Sozialraumorientierung

Ihr Lieben, ich danke euch von Herzen für eure Kommentare und persönlichen Nachrichten, die ihr mir zu dem letzten Beitrag geschrieben habt. Ich habe lange überlegt, ob ich das so schreiben und veröffentlichen will. Deshalb vielen Dank euch!

Es ist Donnerstagmorgen. Ich arbeite mich durch meine Vorlesung, seit zwei Wochen leider nur noch online. Es geht um Gemeinwesenarbeit und Sozialraumorientierung. So wirklich viel Ahnung habe ich noch nicht, das kommt hoffentlich mit der Zeit. Ganz vereinfacht gesagt, geht es um Nachbarschaft. Wer da so wohnt und wie genau sie aussieht. Ob es bezahlbare Wohnungen gibt und schöne Spielplätze. Ob Sportvereine und Fußballplätze vorhanden sind. Was für Menschen hier leben – viele Familien oder vermehrt alte Leute. Welche Kulturen und Lebensentwürfe hier zu finden sind. Und wie sie sich verändert, wenn z.B. ein neuer Spielplatz entsteht oder ein großes Mietshaus gebaut wird.

Ich mag diese Vorlesung. Und ich mag unsere Nachbarschaft. Nach mehreren Umzügen, ist das der erste Ort an dem wir wirklich angekommen sind. Hier treffen wir die ältere Hundebesitzerin, die immer Leckerlis in der Tasche hat, damit unsere Kinder ihren Hund füttern können. Der Nachbar, der den Apfelbaum im Garten abgeholzt hat, um Kürbisse anzubauen und immer den Grill draußen stehen lässt. Die Jungs, die wieder und wieder bei uns Klingelstreich machen und die ich im Winter am liebsten mit einer kalten Dusche begrüßen würde. Wir grüßen den Schulhausmeister und den rauchenden Mathelehrer, der an der Laterne vor unserem Haus steht. Und da ist noch die ältere Frau, die in ihrem elektrischen Rollator manchmal die Kinder mitfahren lässt. Wir wissen, wo man die besten Brezeln bekommt und welche Kindergärten es gibt. Wir fragen uns oft, warum so wenig Kinder draußen sind – und ärgern uns darüber, weil wir dann mitspielen müssen beim Fußball und Verstecken. Wir verteilen an Nikolaus kleine Geschenke und machen die Kehrwoche.

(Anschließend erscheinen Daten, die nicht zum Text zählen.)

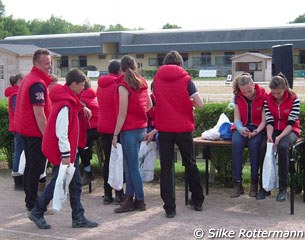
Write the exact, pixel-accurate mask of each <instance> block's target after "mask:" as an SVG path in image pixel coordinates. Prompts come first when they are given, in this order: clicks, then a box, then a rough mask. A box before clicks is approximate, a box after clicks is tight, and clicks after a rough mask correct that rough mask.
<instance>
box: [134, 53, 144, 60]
mask: <svg viewBox="0 0 305 240" xmlns="http://www.w3.org/2000/svg"><path fill="white" fill-rule="evenodd" d="M136 58H137V59H141V58H144V54H137V55H136Z"/></svg>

Und wir kämpfen. Mit den hohen Mitpreisen und damit, dass man keine bezahlbaren Wohnungen findet. Mit fehlenden Betreuungsplätzen und den Vorurteilen in unserem Kopf. Mit Sprachbarrieren und dem Aufeinanderzugehen.  Ja, ich mag unsere Nachbarschaft. Hier gibt es ganz viel Schönes und auch viele Herausforderungen. Vieles, das ich lernen muss (und will) und das mich wachsen lässt. Letzten Sommer wurde in unserer Straße ein Spielplatz umgebaut. Jetzt gibt es da neben Sandkasten und Klettergerüst auch eine Wasserstelle und einen kleinen Pumptrack. Seit dem Umbau ist das DER neue Treff in unserer Gegend – zumindest für alle zwischen 2 und 12 Jahren. Wie eine Kleinigkeit die Nachbarschaft verändern kann…

Nach der Vorlesung will ich meinen Laptop schon zuklappen, aber da stolpere ich bei der lieben Christina noch über ein kleines Zitat:

Das Wort wurde Fleisch und Blut und zog in unsere Nachbarschaft. (Johannes1,14, the message)

„Das wäre was!“ denke ich so bei mir. Nicht nur ein neuer Spielplatz, sondern wenn Jesus tatsächlich in unsere Nachbarschaft ziehen würde. Dann… Ja was wäre dann?